Interesting work happening at the ISO SC 37 Biometrics committee

Getting immersed in a new subject is a great experience. ISO SC 37 wrapped up a week-long series of meetings yesterday in Okayama Japan. Here are some things I learned along the way:

SC 37 is smaller than the other ISO committees I’m in – about 60 in-person plus about 20 online this week across 6 work groups. It makes for a tight-knit group and provides lots of time to build relationships. It also means that the workload is sane – on other committees I have to ignore all but the 2 or 3 projects I’m directly involved in.

The main work of the committee is extensible data exchange formats, APIs, evaluation of biometric technologies, performance testing and societal aspects.

SC 37 was started in the early 2000s to meet the needs of ICAO to add biometric information to passports – face, finger and iris formats were the first. Since then, work has been done to cover other biometric modalities such as voice, skeletal structure, vein pattern and others.

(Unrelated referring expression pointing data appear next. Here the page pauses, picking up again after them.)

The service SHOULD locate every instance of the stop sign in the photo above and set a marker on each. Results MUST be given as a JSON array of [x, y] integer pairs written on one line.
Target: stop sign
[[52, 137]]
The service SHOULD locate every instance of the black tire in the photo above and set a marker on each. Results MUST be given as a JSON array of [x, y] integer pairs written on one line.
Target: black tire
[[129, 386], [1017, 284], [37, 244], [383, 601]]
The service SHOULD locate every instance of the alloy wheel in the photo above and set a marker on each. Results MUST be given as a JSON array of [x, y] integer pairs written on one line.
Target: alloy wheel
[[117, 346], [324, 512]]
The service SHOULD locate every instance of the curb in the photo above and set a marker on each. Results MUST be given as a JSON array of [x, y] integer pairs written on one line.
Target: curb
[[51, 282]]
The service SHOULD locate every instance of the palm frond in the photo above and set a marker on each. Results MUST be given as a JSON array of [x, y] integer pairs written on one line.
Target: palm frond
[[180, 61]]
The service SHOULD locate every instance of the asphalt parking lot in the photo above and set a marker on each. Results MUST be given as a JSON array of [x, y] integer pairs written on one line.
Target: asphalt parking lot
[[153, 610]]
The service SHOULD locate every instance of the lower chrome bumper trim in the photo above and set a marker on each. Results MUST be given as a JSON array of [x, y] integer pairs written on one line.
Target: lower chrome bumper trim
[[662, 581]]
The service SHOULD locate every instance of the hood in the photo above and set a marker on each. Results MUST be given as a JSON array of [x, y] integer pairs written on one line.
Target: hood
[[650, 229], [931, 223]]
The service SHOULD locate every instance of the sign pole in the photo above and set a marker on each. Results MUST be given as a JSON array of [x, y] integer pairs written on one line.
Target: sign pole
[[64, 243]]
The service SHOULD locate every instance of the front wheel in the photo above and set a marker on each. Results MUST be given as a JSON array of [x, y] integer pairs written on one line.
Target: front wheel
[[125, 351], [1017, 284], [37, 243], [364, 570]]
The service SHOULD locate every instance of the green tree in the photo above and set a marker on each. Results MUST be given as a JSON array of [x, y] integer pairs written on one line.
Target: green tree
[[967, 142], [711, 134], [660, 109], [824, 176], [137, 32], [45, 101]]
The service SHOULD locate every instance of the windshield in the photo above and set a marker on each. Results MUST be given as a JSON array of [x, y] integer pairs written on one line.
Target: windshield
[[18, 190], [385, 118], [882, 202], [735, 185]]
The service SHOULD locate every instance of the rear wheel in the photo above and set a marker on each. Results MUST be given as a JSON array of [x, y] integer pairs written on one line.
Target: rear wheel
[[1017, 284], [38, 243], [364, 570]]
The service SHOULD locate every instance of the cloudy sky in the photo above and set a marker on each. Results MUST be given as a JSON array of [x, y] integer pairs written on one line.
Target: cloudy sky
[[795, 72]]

Participants are primarily from Government border control, immigration, public safety, law enforcement departments. I’m one of a very small number focused on consumer-provided sensors and devices for use in commercial scenarios.

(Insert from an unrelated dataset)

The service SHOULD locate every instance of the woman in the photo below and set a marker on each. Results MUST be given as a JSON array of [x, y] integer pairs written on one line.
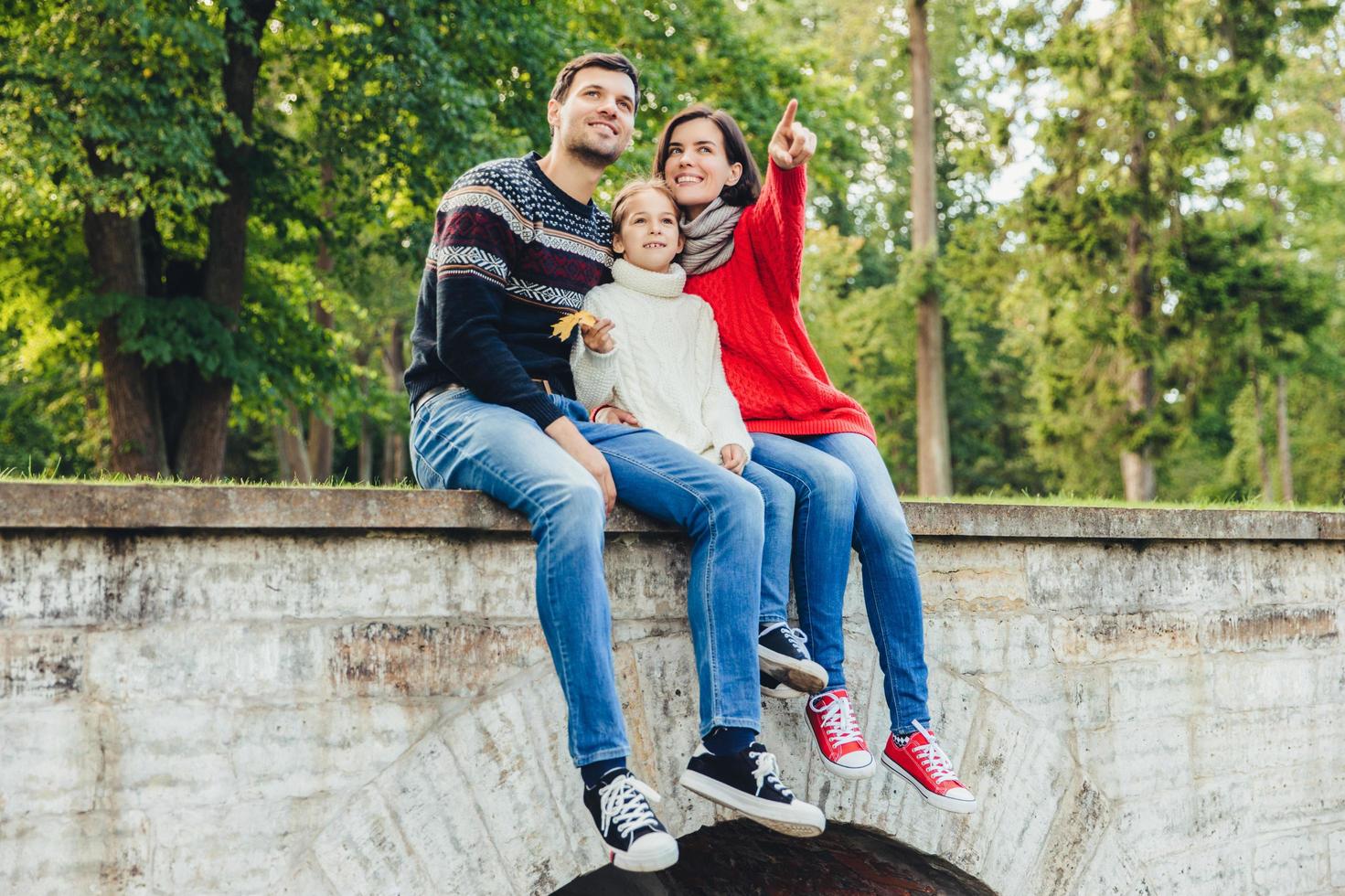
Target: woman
[[744, 251]]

Biometrics is all about statistical analysis – I never really thought much about it – using the lazy term “probabilistic” – but it really is about estimation and weighting of data samples. So I might have to break open a textbook or two to relearn by sum-overs, means, medians, and standard deviations – not looking forward that that part!

“Convoluted Neural Networks” appear to be broadly used to look for patterns and help to draw conclusions. Another area I must learn about quickly.

There is a significant desire to apply biometric binding of people to data records – for example during ID Proofing and Verification. But it was clear that SC 37 is not the best place to do that work. SC 17 for mDoc credentials or SC 27/WG 5 for identity management seem better suited for this work.

I realized by the end of the week that being an “identity management” guy in the “biometrics” world is a very good thing – the latter can be applied to operations of the former and I get to work on both sides.

So I’m looking forward to working with the committee members and digging deep into the material. Hopefully I can bring useful opinions from the consumer world to drive discussions and improve the body of work.